Street Gangs of New York: Amazing Photographs of the Reapers in 1972

In August 1972, LIFE magazine published an intimate and, for the time, remarkably even-handed article on the mounting problems associated with street gangs in New York and other cities around the country. The piece focused on one gang in particular — the Reapers in the South Bronx — and featured a series of powerful color pictures by a young photographer named John Shearer.

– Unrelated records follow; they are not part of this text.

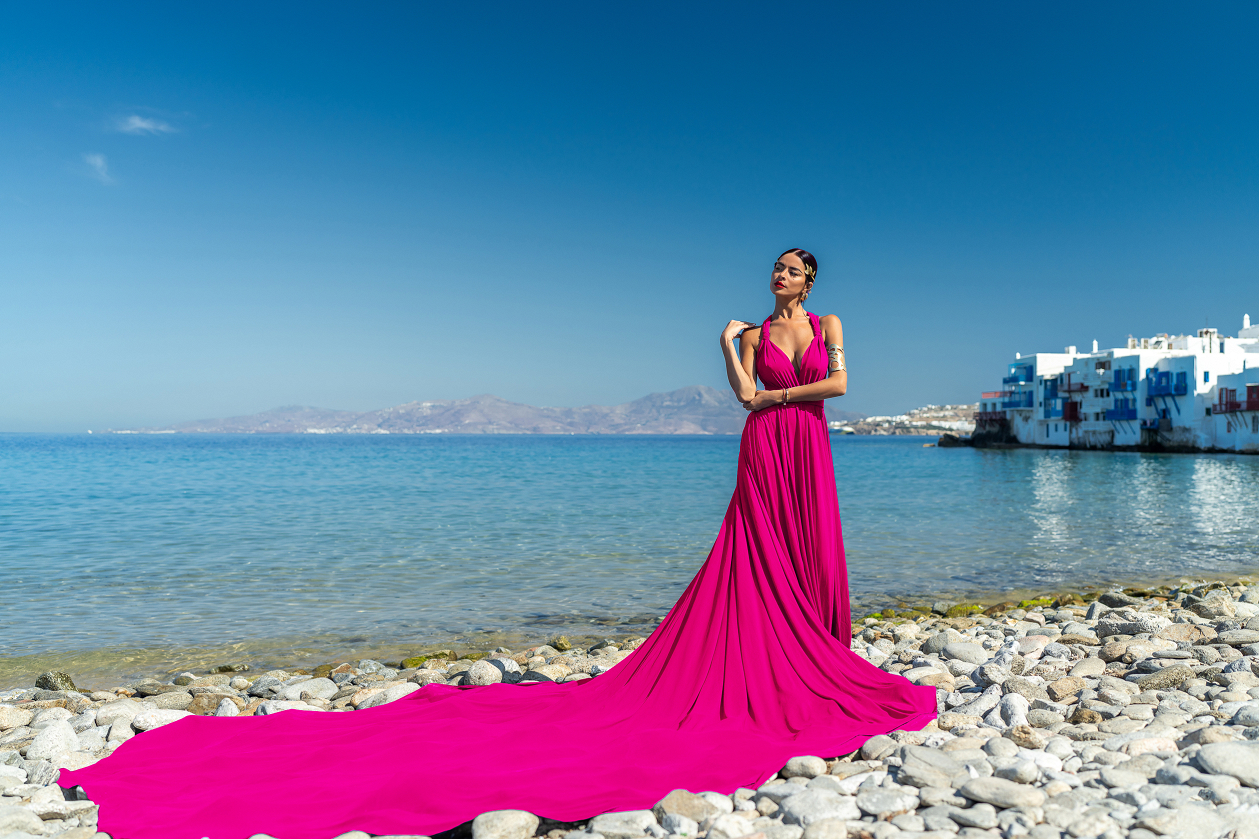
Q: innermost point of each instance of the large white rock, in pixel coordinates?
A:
(803, 766)
(1239, 760)
(729, 827)
(13, 717)
(389, 694)
(815, 805)
(155, 718)
(484, 673)
(57, 740)
(504, 824)
(112, 712)
(628, 824)
(321, 688)
(120, 732)
(276, 706)
(14, 819)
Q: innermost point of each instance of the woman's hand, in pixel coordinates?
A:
(763, 399)
(733, 329)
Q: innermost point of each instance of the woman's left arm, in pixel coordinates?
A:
(836, 383)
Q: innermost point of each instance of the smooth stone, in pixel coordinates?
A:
(504, 824)
(932, 757)
(118, 709)
(826, 829)
(884, 804)
(966, 651)
(813, 805)
(52, 743)
(936, 644)
(320, 688)
(54, 680)
(879, 747)
(173, 701)
(722, 803)
(389, 694)
(276, 706)
(948, 721)
(803, 766)
(208, 703)
(484, 673)
(120, 732)
(679, 825)
(1088, 668)
(627, 824)
(1166, 678)
(13, 717)
(1001, 793)
(18, 818)
(1239, 760)
(981, 815)
(729, 827)
(1065, 688)
(150, 719)
(1119, 777)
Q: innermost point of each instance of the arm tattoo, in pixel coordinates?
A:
(836, 358)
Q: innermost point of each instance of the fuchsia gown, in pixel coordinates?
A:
(750, 668)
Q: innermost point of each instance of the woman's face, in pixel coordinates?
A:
(788, 279)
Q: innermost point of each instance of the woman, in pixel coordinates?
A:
(752, 667)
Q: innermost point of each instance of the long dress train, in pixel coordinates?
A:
(748, 669)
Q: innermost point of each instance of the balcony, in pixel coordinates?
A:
(1020, 374)
(1235, 406)
(1161, 383)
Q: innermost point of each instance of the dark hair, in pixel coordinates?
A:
(807, 258)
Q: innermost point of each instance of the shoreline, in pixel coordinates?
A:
(1109, 716)
(122, 663)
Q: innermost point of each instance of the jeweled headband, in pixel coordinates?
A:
(807, 258)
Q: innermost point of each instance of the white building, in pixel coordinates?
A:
(1184, 392)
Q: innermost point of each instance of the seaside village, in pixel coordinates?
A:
(1168, 392)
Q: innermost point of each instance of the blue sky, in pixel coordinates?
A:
(223, 209)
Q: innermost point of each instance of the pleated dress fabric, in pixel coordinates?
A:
(749, 668)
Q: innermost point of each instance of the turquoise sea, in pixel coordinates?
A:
(134, 554)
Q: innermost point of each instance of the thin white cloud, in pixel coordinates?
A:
(139, 125)
(100, 168)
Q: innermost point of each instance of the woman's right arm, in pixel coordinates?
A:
(739, 365)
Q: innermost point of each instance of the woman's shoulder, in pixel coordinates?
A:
(831, 326)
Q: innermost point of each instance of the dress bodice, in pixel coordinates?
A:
(776, 369)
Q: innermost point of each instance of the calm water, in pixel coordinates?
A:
(137, 552)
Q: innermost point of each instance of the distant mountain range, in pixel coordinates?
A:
(695, 410)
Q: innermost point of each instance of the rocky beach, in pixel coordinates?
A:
(1133, 713)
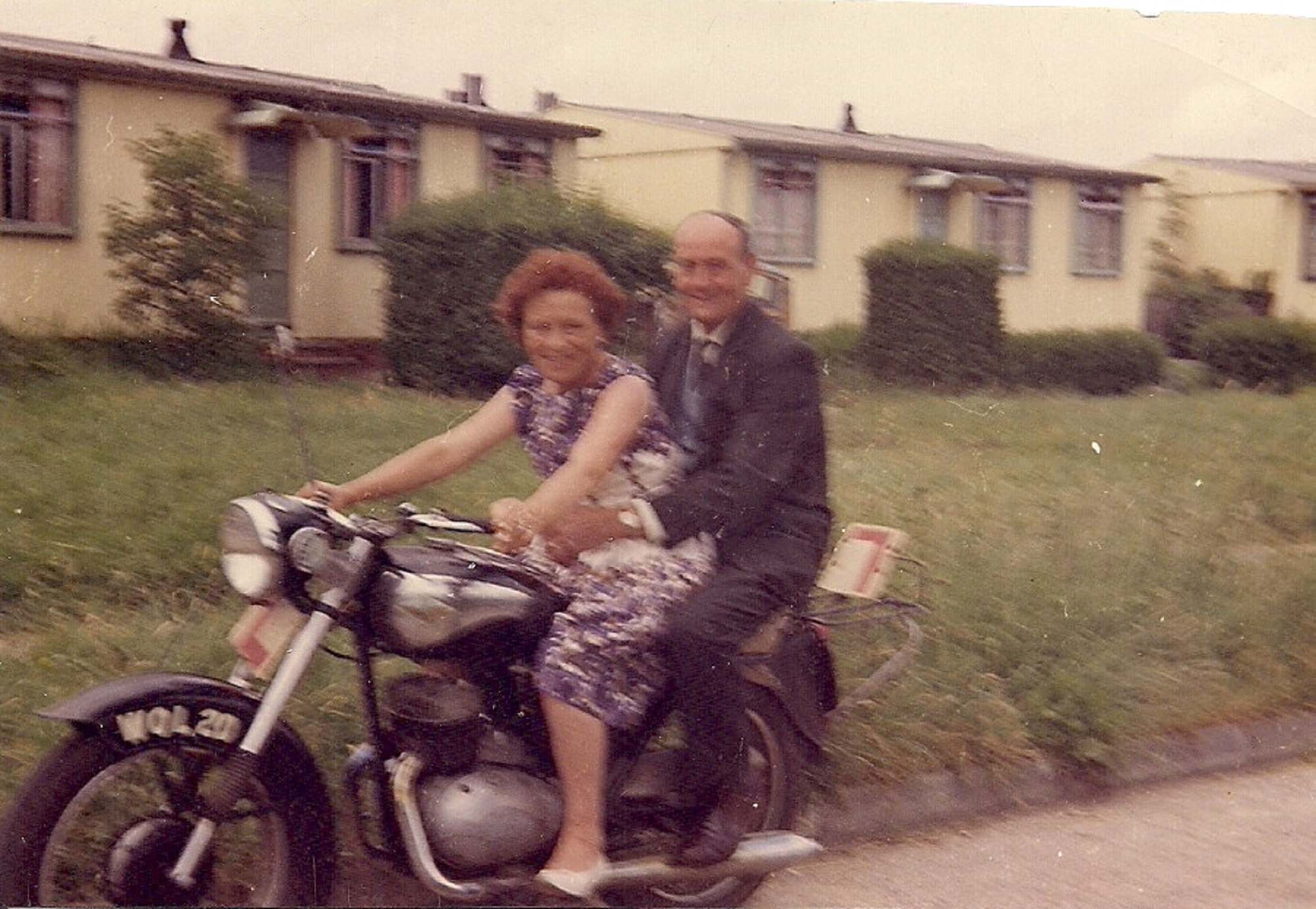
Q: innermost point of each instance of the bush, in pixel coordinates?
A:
(1259, 352)
(1102, 362)
(447, 260)
(182, 256)
(1180, 306)
(934, 316)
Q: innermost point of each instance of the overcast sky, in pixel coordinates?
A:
(1101, 86)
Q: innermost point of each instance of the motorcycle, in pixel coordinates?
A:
(181, 790)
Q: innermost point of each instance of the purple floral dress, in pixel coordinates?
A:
(599, 656)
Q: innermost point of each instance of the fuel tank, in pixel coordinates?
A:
(435, 602)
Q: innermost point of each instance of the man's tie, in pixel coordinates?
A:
(699, 368)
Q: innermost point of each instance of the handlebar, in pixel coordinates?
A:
(436, 520)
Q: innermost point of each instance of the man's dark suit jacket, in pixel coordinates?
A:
(760, 482)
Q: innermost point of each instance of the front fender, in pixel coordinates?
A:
(159, 708)
(170, 706)
(99, 704)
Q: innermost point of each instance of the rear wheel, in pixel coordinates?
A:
(101, 824)
(774, 779)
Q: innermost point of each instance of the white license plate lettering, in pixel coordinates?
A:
(139, 727)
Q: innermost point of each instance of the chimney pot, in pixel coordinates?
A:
(474, 86)
(178, 49)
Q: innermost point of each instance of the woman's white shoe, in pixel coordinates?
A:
(581, 885)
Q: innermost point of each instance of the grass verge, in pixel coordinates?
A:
(1106, 569)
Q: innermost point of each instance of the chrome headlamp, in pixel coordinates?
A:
(251, 548)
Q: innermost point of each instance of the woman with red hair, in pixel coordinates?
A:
(594, 432)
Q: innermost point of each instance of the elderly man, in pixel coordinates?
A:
(746, 398)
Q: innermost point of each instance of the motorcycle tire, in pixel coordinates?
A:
(102, 824)
(777, 779)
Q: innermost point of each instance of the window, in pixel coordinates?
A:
(513, 159)
(1310, 239)
(1003, 223)
(785, 205)
(1100, 230)
(934, 214)
(36, 155)
(378, 184)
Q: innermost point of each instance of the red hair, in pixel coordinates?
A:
(560, 270)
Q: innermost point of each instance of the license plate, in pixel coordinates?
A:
(264, 633)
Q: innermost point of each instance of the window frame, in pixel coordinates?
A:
(769, 228)
(1309, 252)
(26, 134)
(380, 178)
(507, 159)
(1009, 211)
(1096, 205)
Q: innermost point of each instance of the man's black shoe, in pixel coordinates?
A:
(718, 837)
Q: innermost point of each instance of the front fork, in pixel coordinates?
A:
(238, 772)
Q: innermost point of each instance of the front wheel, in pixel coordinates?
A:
(774, 782)
(103, 824)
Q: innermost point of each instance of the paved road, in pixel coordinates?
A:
(1238, 841)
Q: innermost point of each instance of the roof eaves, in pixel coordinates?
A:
(251, 84)
(774, 139)
(949, 160)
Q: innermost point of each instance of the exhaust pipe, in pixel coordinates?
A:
(757, 854)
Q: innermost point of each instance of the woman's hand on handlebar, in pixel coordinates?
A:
(328, 494)
(514, 526)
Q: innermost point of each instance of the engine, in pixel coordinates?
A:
(489, 818)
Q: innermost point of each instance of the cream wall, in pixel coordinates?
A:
(1240, 226)
(60, 285)
(1050, 295)
(659, 173)
(63, 285)
(332, 294)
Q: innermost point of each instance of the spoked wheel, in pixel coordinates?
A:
(99, 824)
(774, 779)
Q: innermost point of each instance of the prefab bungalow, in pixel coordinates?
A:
(344, 157)
(1251, 222)
(1072, 240)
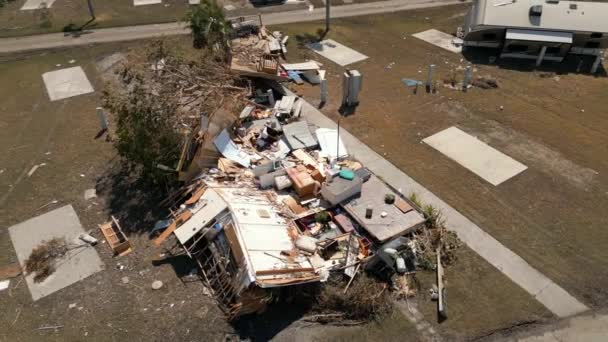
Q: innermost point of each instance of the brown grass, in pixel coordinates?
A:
(366, 299)
(42, 260)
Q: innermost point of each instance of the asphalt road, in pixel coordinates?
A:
(58, 40)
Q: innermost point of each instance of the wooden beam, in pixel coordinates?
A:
(196, 195)
(284, 271)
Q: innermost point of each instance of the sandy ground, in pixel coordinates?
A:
(552, 214)
(111, 13)
(390, 119)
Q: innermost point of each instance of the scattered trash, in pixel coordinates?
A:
(485, 82)
(157, 285)
(116, 238)
(34, 168)
(88, 239)
(90, 194)
(4, 284)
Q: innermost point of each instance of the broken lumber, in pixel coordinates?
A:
(284, 271)
(181, 218)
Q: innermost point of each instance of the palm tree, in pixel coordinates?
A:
(207, 24)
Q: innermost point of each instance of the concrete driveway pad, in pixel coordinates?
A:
(475, 155)
(79, 263)
(337, 52)
(64, 83)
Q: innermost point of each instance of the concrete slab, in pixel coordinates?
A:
(78, 264)
(337, 52)
(556, 299)
(31, 5)
(475, 155)
(64, 83)
(146, 2)
(440, 39)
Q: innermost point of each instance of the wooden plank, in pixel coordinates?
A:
(235, 246)
(172, 227)
(196, 195)
(294, 206)
(284, 271)
(402, 205)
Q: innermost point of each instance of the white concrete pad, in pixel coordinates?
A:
(337, 52)
(36, 4)
(64, 83)
(78, 264)
(146, 2)
(475, 155)
(553, 297)
(440, 39)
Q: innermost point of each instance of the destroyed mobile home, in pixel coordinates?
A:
(272, 201)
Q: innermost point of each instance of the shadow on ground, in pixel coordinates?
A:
(306, 38)
(292, 303)
(132, 199)
(572, 64)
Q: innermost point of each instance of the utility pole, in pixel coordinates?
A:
(327, 11)
(91, 10)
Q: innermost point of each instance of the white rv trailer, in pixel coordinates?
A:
(538, 29)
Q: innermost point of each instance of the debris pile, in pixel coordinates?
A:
(270, 200)
(262, 54)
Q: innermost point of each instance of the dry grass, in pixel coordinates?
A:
(42, 260)
(366, 299)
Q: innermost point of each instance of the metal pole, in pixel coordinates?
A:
(539, 60)
(467, 78)
(596, 63)
(91, 11)
(327, 10)
(338, 138)
(429, 79)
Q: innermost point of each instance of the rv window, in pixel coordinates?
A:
(517, 48)
(592, 45)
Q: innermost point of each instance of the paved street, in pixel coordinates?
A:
(56, 40)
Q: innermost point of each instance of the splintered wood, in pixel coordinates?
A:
(116, 238)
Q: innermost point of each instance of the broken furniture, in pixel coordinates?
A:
(269, 64)
(394, 223)
(237, 239)
(395, 256)
(339, 190)
(303, 182)
(298, 135)
(115, 237)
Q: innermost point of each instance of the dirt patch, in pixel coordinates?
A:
(43, 258)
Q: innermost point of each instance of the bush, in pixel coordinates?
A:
(208, 24)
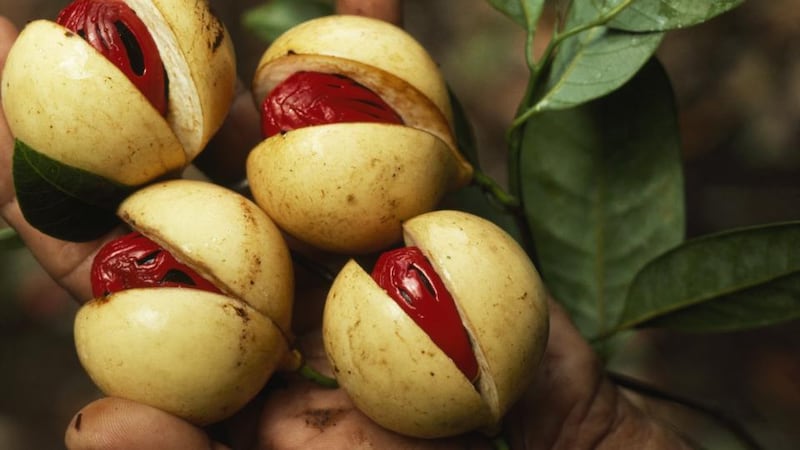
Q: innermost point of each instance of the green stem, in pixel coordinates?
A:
(311, 374)
(509, 203)
(558, 38)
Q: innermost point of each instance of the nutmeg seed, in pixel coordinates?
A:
(391, 368)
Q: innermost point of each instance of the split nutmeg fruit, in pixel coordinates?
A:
(383, 336)
(198, 320)
(358, 134)
(111, 96)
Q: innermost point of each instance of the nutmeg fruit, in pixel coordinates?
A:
(73, 97)
(198, 354)
(344, 182)
(391, 367)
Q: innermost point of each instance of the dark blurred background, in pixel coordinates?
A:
(737, 82)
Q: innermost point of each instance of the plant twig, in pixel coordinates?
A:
(723, 419)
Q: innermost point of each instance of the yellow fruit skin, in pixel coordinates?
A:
(195, 354)
(64, 99)
(346, 188)
(392, 369)
(389, 366)
(223, 236)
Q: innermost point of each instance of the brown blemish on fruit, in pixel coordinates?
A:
(322, 418)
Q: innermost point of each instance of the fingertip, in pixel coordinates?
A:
(123, 424)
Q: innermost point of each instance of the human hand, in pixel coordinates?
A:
(570, 405)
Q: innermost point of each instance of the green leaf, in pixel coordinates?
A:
(10, 240)
(62, 201)
(593, 63)
(663, 15)
(733, 280)
(271, 19)
(602, 189)
(525, 13)
(471, 198)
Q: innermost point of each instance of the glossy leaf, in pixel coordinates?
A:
(525, 13)
(663, 15)
(733, 280)
(10, 240)
(270, 19)
(602, 190)
(594, 62)
(62, 201)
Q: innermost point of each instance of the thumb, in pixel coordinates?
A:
(123, 424)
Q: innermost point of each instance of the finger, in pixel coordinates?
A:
(388, 10)
(123, 424)
(303, 415)
(68, 263)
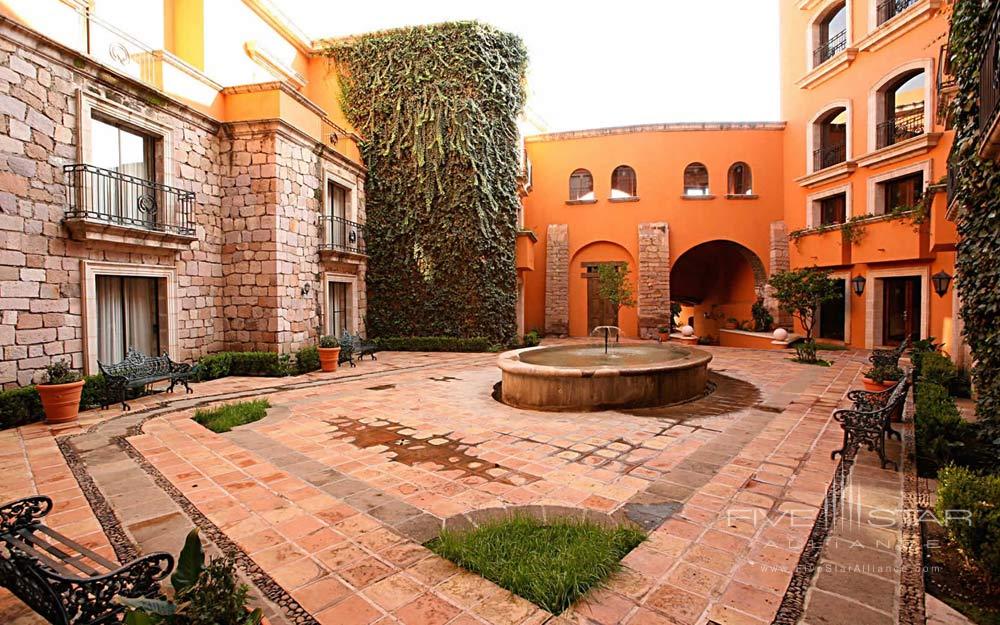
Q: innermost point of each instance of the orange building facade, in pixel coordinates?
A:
(851, 181)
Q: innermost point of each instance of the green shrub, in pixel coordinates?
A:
(936, 368)
(969, 505)
(306, 359)
(434, 344)
(551, 565)
(226, 417)
(20, 406)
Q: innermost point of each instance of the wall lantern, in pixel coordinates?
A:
(941, 281)
(858, 283)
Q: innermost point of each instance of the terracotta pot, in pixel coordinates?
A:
(328, 358)
(61, 401)
(872, 385)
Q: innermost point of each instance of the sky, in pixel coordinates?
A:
(600, 64)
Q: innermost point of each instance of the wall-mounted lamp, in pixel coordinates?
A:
(941, 281)
(858, 284)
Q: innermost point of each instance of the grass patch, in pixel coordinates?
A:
(551, 565)
(226, 417)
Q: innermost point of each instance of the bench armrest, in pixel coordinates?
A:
(23, 512)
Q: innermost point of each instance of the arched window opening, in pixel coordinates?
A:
(695, 179)
(740, 179)
(623, 182)
(831, 137)
(901, 108)
(581, 185)
(831, 34)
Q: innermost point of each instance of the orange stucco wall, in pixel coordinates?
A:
(607, 230)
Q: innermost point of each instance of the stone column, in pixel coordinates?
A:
(779, 261)
(557, 280)
(654, 278)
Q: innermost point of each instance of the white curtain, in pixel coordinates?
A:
(127, 311)
(110, 319)
(140, 315)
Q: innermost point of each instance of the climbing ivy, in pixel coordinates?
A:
(437, 108)
(977, 189)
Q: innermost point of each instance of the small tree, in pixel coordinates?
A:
(614, 285)
(800, 293)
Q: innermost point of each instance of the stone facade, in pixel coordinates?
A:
(654, 278)
(779, 261)
(237, 283)
(557, 280)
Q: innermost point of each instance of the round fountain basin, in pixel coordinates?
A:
(584, 378)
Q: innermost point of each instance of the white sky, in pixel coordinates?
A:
(596, 64)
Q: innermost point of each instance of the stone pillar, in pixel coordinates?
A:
(557, 280)
(654, 278)
(779, 261)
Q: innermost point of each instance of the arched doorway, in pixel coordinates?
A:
(714, 282)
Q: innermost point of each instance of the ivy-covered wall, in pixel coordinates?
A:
(978, 195)
(437, 108)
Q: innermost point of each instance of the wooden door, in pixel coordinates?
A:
(900, 310)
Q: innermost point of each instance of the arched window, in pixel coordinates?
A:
(901, 108)
(695, 179)
(830, 135)
(623, 182)
(830, 34)
(740, 179)
(581, 185)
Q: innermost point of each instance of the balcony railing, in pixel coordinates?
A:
(341, 235)
(900, 128)
(828, 156)
(891, 8)
(833, 46)
(120, 199)
(989, 75)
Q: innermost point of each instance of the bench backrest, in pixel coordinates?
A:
(137, 365)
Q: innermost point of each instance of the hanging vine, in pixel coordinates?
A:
(437, 108)
(977, 189)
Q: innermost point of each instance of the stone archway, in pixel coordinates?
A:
(715, 281)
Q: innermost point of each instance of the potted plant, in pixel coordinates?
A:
(882, 377)
(60, 392)
(329, 352)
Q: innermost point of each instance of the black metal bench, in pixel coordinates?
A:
(63, 581)
(358, 345)
(139, 370)
(869, 420)
(889, 357)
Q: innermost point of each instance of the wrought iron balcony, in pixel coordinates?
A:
(828, 156)
(834, 45)
(989, 78)
(891, 8)
(900, 128)
(105, 195)
(341, 235)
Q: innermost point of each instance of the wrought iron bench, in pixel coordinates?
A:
(358, 345)
(869, 420)
(63, 581)
(889, 357)
(139, 370)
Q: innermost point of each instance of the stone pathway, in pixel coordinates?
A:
(325, 502)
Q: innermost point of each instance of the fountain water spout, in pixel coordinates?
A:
(607, 330)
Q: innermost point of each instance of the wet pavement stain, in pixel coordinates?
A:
(444, 453)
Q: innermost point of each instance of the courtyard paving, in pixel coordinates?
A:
(326, 502)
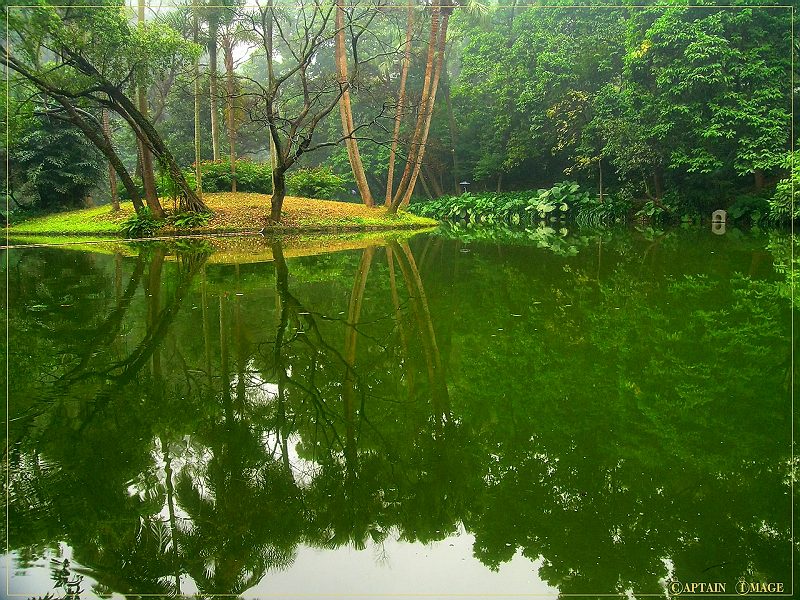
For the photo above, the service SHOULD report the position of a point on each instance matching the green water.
(431, 417)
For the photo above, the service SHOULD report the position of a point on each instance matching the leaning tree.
(298, 92)
(93, 57)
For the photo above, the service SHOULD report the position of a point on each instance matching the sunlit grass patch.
(231, 213)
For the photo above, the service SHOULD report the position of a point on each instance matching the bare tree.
(298, 93)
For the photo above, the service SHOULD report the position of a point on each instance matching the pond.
(593, 414)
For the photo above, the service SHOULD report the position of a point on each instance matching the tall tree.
(345, 108)
(401, 98)
(148, 170)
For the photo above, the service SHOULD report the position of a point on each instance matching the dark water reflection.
(618, 414)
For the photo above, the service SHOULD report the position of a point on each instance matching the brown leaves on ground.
(250, 212)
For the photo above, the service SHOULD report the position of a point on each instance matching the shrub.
(141, 224)
(507, 207)
(780, 205)
(593, 213)
(315, 182)
(250, 176)
(753, 206)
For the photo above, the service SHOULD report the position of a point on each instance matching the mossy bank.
(241, 212)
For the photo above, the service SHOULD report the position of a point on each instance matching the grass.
(240, 212)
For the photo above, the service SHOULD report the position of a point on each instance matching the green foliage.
(654, 211)
(505, 207)
(251, 176)
(58, 164)
(784, 207)
(593, 213)
(315, 182)
(754, 207)
(141, 224)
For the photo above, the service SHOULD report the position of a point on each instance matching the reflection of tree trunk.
(225, 376)
(206, 328)
(350, 342)
(173, 522)
(240, 350)
(112, 174)
(198, 174)
(401, 322)
(419, 303)
(153, 290)
(278, 194)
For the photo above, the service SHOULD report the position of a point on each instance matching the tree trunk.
(433, 182)
(213, 28)
(658, 185)
(429, 109)
(230, 90)
(453, 133)
(400, 101)
(278, 194)
(198, 174)
(103, 144)
(346, 111)
(600, 170)
(415, 139)
(112, 176)
(425, 186)
(148, 173)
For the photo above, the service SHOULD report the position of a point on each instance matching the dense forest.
(662, 111)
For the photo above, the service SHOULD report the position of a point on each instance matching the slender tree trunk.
(148, 172)
(600, 171)
(433, 182)
(278, 194)
(112, 175)
(401, 98)
(429, 108)
(213, 28)
(658, 185)
(415, 139)
(231, 101)
(419, 303)
(453, 133)
(346, 110)
(423, 180)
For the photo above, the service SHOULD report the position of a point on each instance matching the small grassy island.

Shearer, only the second African-American staff photographer ever hired by LIFE — after Shearer’s mentor and friend, the great Gordon Parks — was uniquely qualified, among the magazine’s not terribly diverse stable of shooters, to capture the Reapers' days and nights. But even he had trouble penetrating the gang's wall of suspicion.

“I visited the neighborhood five or six times, without my camera,” Shearer told LIFE, “just so I could get a feel for that part of the South Bronx. A few times I was approached by Reapers asking me what I was dong there, but largely I was left alone.”

Then, on one fortuitous early morning after a late night in the neighborhood, an exhausted Shearer was sitting outside a bodega drinking a cup of coffee when a Reaper literally tripped over his legs. It turned out the young man was none other than Eddie Cuevas, the charismatic president of the gang.

Shearer and Cuevas got to talking, and when Cuevas learned that Shearer was not only a genuine photojournalist with an impressive list of assignments already under his belt, but that he was also the son of Ted Shearer, the groundbreaking visual artist and creator of the long-running comic strip Quincy, it was a done deal. The next day, Cuevas informed Shearer that he could begin shooting the Reapers lives in earnest.

“Eddie fancied himself something of an artist,” Shearer recalled. “He’d designed the Reapers’ colors, and the fact that my dad was the man behind a comic strip that he read every day provided me with my ticket into his world.”

Eddie often complains about being hassled by police, but he gets along well with the cop on the beat. Eventually he would like to become a policeman himself. “I’d rap to the fellows and take care of my people.”

Reapers gang members try to clean up their South Bronx neighborhood, 1972.

With Javelins, nearby allies, Eddie discusses plans to clean up neighborhood.

Flanked by his war lord, wearing hat, Eddie warns the president of a rival gang to leave Reaper members alone.

In a city youth agency office that sometimes gives him funds, Eddie argues, above, for money for trips out of the city. “I want my boys to see what the world’s about.”

A peace treaty among the gangs has been violated by rivals. Under pressure to retaliate, Eddie instead goes before a night meeting to plead for patience.

Street gang, the Reapers, New York, 1972.

In an apartment building corridor, members of the Reapers administer their own swift and brutal justice to a junkie accused of having stolen a Reaper’s car.

In an apartment building corridor, members of the Reapers administer their own swift and brutal justice to a junkie accused of having stolen a Reaper’s car.

Eddie and his fellow Reapers pay their respects to 'Chino' Rosa, a member of a neighboring gang who was knifed to death. Friends of Chino’s say he was held up and murdered by a junkie, but a grand jury decided that Chino’s assailant had been acting in self-defense. The Reapers donated a week’s dues to the bereaved family.

Reapers president Eddie Cuevas and his mother in their South Bronx apartment, 1972.

Eddie Cuevas, president of the Reapers street gang, with his girlfriend Yvette, South Bronx, 1972.

Reapers president Eddie Cuevas meets with gang members, South Bronx, 1972.

Eddie and Yvette have been going steady for four years. “When we get married,” he said with pride, “she’s going to wear a white dress.”

Eddie Cuevas, president of the Reapers street gang, peers out a window in the South Bronx, 1972.

Eddie’s mother has maintained a shrine to her husband since he died ‘of drinking and a bad temper’ four years ago.

On a Bronx street are names important to the Reapers: Eddie, his girl friend Yvette, Con and Mr. Kool, the war lord and vice-president.